Selection of communities in social networks
A task that is difficult to attribute to any specific tasks. Often it is considered in the context of the “clustering on graphs” task. There are a lot of methods to solve here - from simple selection of connected components (the algorithm was mentioned above) with a correctly defined subset of vertices, to sequential removal of edges from the graph until the necessary component remains. Here, again - it is very important to first understand which communities we want to allocate in the network, i.e. first work with the description of vertices and edges, and only then think how to select the communities themselves in the subgraph.

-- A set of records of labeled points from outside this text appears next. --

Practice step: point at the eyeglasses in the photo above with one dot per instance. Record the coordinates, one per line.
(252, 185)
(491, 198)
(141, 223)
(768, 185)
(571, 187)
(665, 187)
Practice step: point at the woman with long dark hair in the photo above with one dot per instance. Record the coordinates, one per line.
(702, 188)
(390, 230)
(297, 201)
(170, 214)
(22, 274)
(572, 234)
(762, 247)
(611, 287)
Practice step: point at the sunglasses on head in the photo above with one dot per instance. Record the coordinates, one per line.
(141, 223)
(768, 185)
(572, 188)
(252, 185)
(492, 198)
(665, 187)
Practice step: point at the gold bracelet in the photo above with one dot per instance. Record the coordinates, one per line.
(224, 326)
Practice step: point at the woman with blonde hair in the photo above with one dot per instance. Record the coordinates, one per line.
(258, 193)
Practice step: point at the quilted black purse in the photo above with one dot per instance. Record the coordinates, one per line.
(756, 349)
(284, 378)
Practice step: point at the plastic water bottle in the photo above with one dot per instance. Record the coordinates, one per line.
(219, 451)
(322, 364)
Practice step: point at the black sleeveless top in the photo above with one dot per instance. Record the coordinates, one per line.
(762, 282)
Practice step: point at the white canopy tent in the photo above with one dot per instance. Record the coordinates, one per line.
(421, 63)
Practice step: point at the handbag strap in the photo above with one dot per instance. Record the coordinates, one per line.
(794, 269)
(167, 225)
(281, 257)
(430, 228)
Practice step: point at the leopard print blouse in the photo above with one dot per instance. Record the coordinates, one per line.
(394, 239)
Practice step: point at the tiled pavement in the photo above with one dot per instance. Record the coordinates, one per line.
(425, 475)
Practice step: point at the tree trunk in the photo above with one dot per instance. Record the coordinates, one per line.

Shortest distances on graphs
This task is also a classic one and is implemented, for example, in the same Yandex. Metro or other services that help find the shortest paths in a certain graph — be it a graph of connections between points of a city or a graph of dating.
Or a task that a mobile operator can easily encounter, for example:
Identifying opinion leaders online
In order to promote, say, some new option, for example, the mobile Internet, in order to optimize the advertising budget, I would like to highlight people who are in some sense surrounded by attention. In our terms, these are the vertices of the graph that are more authoritative in the network - therefore, this task, if properly constructed, is reduced to the PageRank task.
So, we have considered typical applied graph analysis problems that may arise in practice, as well as one of the tools that can be used to solve them. This concludes the review of the Apache Spark library, and indeed the review of tools and in the future we will focus more on algorithms and specific tasks!